Long- and Short-Term Cost-Effectiveness of Once-Weekly Semaglutide versus Dulaglutide for the Treatment of Type 2 Diabetes in China: A Hypothetical Modeling Exercise. | Pepdox
Long- and Short-Term Cost-Effectiveness of Once-Weekly Semaglutide versus Dulaglutide for the Treatment of Type 2 Diabetes in China: A Hypothetical Modeling Exercise.
Diabetes therapy : research, treatment and education of diabetes and related disorders2025PMID: 40106226
INTRODUCTION: This study aimed to evaluate the long- and short-term cost-effectiveness of once-weekly semaglutide versus dulaglutide for treating patients with type 2 diabetes uncontrolled with metformin after the renewal of China's national reimbursement drug list.
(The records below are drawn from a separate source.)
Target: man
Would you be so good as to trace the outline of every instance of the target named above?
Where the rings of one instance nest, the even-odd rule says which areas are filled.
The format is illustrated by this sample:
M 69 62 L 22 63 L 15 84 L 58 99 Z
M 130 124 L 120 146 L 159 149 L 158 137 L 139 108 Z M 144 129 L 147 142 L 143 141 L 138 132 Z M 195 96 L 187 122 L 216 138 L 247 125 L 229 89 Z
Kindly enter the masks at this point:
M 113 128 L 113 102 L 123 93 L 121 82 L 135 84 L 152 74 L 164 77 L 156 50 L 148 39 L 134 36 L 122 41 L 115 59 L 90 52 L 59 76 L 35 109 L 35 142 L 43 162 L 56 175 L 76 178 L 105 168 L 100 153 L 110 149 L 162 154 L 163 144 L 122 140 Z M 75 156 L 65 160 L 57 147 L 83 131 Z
METHODS: This analysis was conducted using the Institute of Health Economics Diabetes Cohort Model (IHE-DCM) to evaluate the long-term health and economic outcomes of semaglutide 0.5 mg, 1.0 mg, and dulaglutide 1.5 mg. It was performed from the perspective of the Chinese healthcare systems over a 40-year time horizon, with an annual discount rate of 5%. Baseline cohort characteristics and treatment effects were sourced from the head-to-head clinical trial SUSTAIN 7, which compared the efficacy and safety of semaglutide and dulaglutide. The analysis included direct medical costs regarding antidiabetic treatment and complication treatment. The long-term cost-effectiveness analysis used quality-adjusted life years (QALYs) as the primary health outcome. The robustness of the results was evaluated through one-way sensitivity analyses and probabilistic sensitivity analyses. The short-term cost-effectiveness analysis, focusing on the proportion of patients achieving clinical targets as the health outcome, compared the control costs of successfully treating a patient to meet clinical treatment goals between semaglutide 0.5 mg, 1.0 mg, and dulaglutide 1.5 mg over a 40-week study period.
RESULTS: Compared with dulaglutide 1.5 mg, once-weekly semaglutide 0.5 mg demonstrated an improvement of 0.08 QALYs and a reduction in total direct medical costs of 5476 Chinese yuan (CNY); Once-weekly semaglutide 1.0 mg showed an increase of 0.19 QALYs, and a decrease in total direct medical costs of 6711 CNY. Sensitivity analyses confirmed the robustness of these results. In the short-term cost-of-control study, once-weekly semaglutide 0.5 mg demonstrated lower treatment costs for all targets: the costs of control for dulaglutide 1.5 mg were 1.2-2.1 times as much as that of semaglutide 0.5 mg once weekly. Semaglutide 1.0 mg achieved similar treatment costs for the good glycemic control goal (HbA < 7%) to dulaglutide 1.5 mg. However, when looking at tight glycemic control, weight management targets, and composite targets relating to weight loss, once-weekly semaglutide 1.0 mg showed lower treatment costs compared to dulaglutide 1.5 mg to bring at least one patient to achieve these targets.
CONCLUSIONS: Compared to dulaglutide 1.5 mg, once-weekly semaglutide remains cost-effective for treating type 2 diabetes uncontrolled on metformin in China under the new negotiation price. However, limitations exist, including the reliance on SUSTAIN-7 data and the lack of specific utility data for the Chinese population.